O processo é mais ou menos assim: uma nova idéia bruta apresenta uma promessa tentadora de algum aprimoramento. Em pouco tempo, recebe uma reformulação e é feito para parecer atraente e imaculado; Em seguida, é desmontado em forma de mordida de som (ou podcast) e envolto em embalagem de auto-aperfeiçoamento brilhante.

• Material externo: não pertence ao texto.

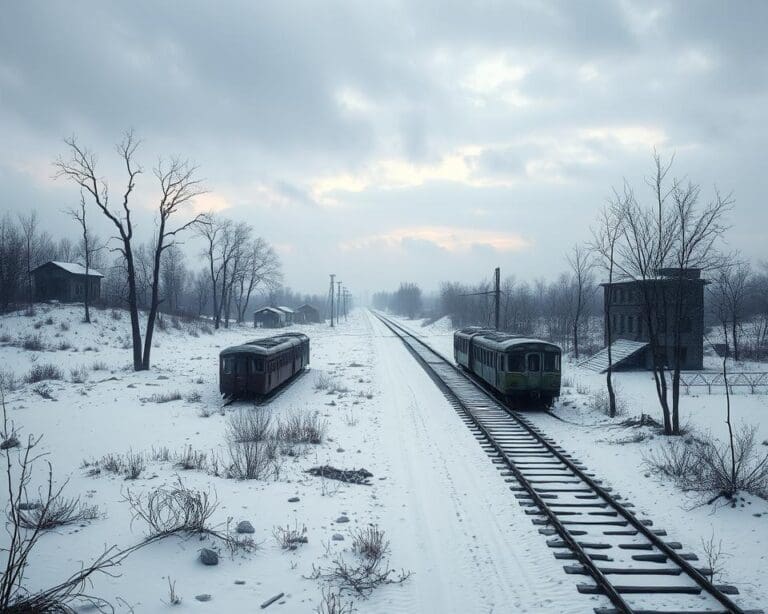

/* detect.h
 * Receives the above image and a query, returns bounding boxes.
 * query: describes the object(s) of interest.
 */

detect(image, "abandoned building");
[32,260,104,303]
[293,304,320,324]
[253,307,286,328]
[582,269,708,371]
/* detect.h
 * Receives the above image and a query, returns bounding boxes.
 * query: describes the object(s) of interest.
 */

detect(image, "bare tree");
[142,158,205,369]
[160,245,188,313]
[709,256,752,361]
[615,153,732,435]
[67,191,101,324]
[19,209,37,305]
[0,213,24,311]
[566,245,594,358]
[591,202,624,418]
[235,237,282,323]
[55,131,144,371]
[55,131,203,371]
[56,237,75,262]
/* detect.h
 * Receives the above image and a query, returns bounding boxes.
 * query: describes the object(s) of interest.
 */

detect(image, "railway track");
[375,314,762,614]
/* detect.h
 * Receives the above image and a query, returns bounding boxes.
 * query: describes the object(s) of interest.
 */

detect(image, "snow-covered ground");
[399,318,768,606]
[0,306,632,613]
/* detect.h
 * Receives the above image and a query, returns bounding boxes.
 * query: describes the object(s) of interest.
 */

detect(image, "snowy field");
[0,307,595,613]
[399,318,768,607]
[0,307,768,613]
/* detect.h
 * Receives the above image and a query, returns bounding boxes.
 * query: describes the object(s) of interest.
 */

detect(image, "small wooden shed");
[293,304,320,324]
[32,260,104,303]
[253,307,286,328]
[277,305,295,326]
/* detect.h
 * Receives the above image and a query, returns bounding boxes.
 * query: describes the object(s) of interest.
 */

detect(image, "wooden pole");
[493,267,501,330]
[331,273,336,328]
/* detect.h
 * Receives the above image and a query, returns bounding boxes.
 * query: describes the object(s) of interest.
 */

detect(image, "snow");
[42,260,104,277]
[0,306,768,613]
[399,320,768,607]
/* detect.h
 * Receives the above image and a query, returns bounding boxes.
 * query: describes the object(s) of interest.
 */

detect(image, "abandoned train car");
[219,333,309,398]
[453,327,562,406]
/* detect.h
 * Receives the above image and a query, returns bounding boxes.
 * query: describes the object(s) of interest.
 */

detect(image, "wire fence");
[680,371,768,394]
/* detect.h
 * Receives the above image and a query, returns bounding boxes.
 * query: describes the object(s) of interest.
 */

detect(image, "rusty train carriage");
[453,326,562,406]
[219,333,309,398]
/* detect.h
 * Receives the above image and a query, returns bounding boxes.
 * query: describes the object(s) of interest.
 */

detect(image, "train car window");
[544,352,560,373]
[507,353,525,373]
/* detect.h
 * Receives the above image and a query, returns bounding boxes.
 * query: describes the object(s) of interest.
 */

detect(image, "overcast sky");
[0,0,768,298]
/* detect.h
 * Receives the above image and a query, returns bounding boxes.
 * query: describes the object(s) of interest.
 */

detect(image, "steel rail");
[374,312,746,614]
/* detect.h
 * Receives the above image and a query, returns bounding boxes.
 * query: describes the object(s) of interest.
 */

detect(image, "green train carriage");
[453,327,562,406]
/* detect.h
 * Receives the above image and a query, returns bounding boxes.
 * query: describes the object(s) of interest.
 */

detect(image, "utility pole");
[493,267,501,330]
[330,273,336,328]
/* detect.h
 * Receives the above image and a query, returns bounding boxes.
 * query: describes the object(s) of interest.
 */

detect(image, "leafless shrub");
[227,439,280,480]
[275,411,328,444]
[592,384,627,416]
[162,576,181,605]
[311,528,411,597]
[125,451,147,480]
[123,478,219,539]
[315,589,355,614]
[227,409,272,443]
[352,524,389,560]
[645,427,768,502]
[24,364,63,384]
[69,367,88,384]
[0,387,130,614]
[315,589,355,614]
[176,446,208,471]
[142,390,181,403]
[150,446,172,463]
[0,369,19,390]
[701,532,729,582]
[18,493,99,531]
[80,450,147,480]
[272,523,309,550]
[315,373,349,394]
[20,333,45,352]
[32,382,55,401]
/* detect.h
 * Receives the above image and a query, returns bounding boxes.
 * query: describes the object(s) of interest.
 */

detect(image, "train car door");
[525,352,541,390]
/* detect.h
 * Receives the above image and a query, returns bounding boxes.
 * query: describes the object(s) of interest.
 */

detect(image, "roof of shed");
[253,307,285,316]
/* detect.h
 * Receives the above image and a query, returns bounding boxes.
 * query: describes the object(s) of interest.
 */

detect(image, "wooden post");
[493,267,501,330]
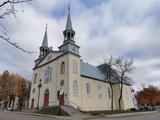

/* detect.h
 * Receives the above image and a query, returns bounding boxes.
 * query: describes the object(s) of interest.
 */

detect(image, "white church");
[29,6,135,111]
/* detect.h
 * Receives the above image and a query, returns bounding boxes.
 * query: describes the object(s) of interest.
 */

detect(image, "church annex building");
[29,6,135,111]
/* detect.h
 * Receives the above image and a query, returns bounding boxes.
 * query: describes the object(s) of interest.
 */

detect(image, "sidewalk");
[17,111,158,120]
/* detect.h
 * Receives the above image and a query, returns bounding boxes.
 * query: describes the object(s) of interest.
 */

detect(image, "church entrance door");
[60,93,64,105]
[44,89,49,107]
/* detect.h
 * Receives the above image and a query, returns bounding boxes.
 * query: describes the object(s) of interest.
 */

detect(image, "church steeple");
[63,5,75,43]
[66,5,72,30]
[58,5,79,55]
[39,24,49,57]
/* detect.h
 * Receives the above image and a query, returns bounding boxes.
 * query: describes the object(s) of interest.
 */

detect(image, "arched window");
[33,73,37,84]
[72,60,77,73]
[86,83,91,96]
[44,67,52,83]
[73,80,78,95]
[97,85,103,99]
[61,62,65,74]
[108,87,112,98]
[47,67,52,81]
[32,88,36,93]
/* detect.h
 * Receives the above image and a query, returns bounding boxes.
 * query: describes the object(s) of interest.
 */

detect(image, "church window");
[73,80,78,95]
[86,83,91,96]
[34,73,37,84]
[32,88,36,93]
[61,62,65,74]
[97,85,103,99]
[72,60,77,73]
[44,67,52,83]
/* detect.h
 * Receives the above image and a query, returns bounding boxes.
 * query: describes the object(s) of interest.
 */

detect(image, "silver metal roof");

Suas promessas e benefícios estão supervendidas, já que a imprensa popular leva o hype com fortes manchetes sobre “provas” apoiadas por evidências científicas fracas, escolhidas a dedo ou desleixadas.

(Nota: não há nenhuma ‘prova’ nas ciências sociais, apenas ‘apoio’. Para abordar um status de ‘prova’ de fato ”, o suporte precisa ser robusto, replicável e replicado através de múltiplos métodos e medidas. um artigo de ciências sociais que fala de “prova”, corra).

A essa altura, a ciência atual ficou muito atrás do ritmo de vendas, com suas precauções e qualificações obscurecidas por slogans de propaganda. A ideia, agora em sua forma diluída, fácil de digerir, feita para a TV, é empurrada para todos os nichos de mercado imagináveis ​​(e inimagináveis) dos quais o lucro pode ser extraído (protocolos de mindfulness para cães, aplicativos de mindfulness para seu bebê , meditação mindfulness para combater o aquecimento global, etc.). Até agora, ele já perdeu sua forma e significado originais e se transformou em uma palavra da moda, um sinal de status, um discurso de vendas e um clichê cada vez mais cansado e oco. Em pouco tempo, o inevitável recuo e o ridículo chegam.

Quando o ciclo está completo, muito calor foi gerado, mas pouca luz. Algumas pessoas ganharam muito dinheiro. E muitas pessoas gastaram muito dinheiro. O público se cansou e entediado com a velha idéia decepcionante, e todos estão prontos para o novo. Espuma. Enxaguar. Repetir.

Além disso, mesmo sem todo esse absurdo, e sob as melhores circunstâncias, é um fato bem conhecido da psicologia clínica que as novas técnicas e abordagens terapêuticas freqüentemente seguem um caminho de retornos decrescentes. Intervenções que aparecem (e talvez sejam) poderosas a princípio, perdem a força após algum tempo. Talvez isso aconteça porque a novidade inicial e a excitação gerada desaparecem. Talvez os praticantes de “segunda onda” sejam menos excitados ou talentosos do que os pioneiros, e os clientes de “segunda onda” são menos esperançosos em relação à técnica (expectativas de mudança na terapia são bons preditores da mudança real). Talvez leve tempo para que as fraquezas apareçam ou sejam relatadas com precisão.

De qualquer maneira, parece que a promessa inicial de mindfulness como uma ferramenta de terapia está madura para algum cálculo. No mínimo, mais e melhores dados são necessários se quisermos realçar os usos e benefícios reais dessa técnica. Isso não significa que os terapeutas precisem abandonar o uso da atenção plena com seus clientes. Mindfulness é barato para aprender e praticar. Os riscos e efeitos colaterais negativos são baixos, e os benefícios potenciais para alguns clientes parecem bastante substanciais. Ainda assim, os terapeutas precisam ser transparentes e humildes enquanto discutem a técnica, revêem seus potenciais benefícios e limitações (incluindo as limitações da ciência) e exploram com cada cliente se o uso é indicado e se está ajudando. Terapeutas (e clientes) farão bem em ouvir o discurso de vendas sem se sentirem obrigados a comprar nada, e sem assumir que o que está à venda é inerentemente valioso.

Em outras palavras, quando se trata de mindfulness, estamos todos bem aconselhados a ser conscientes.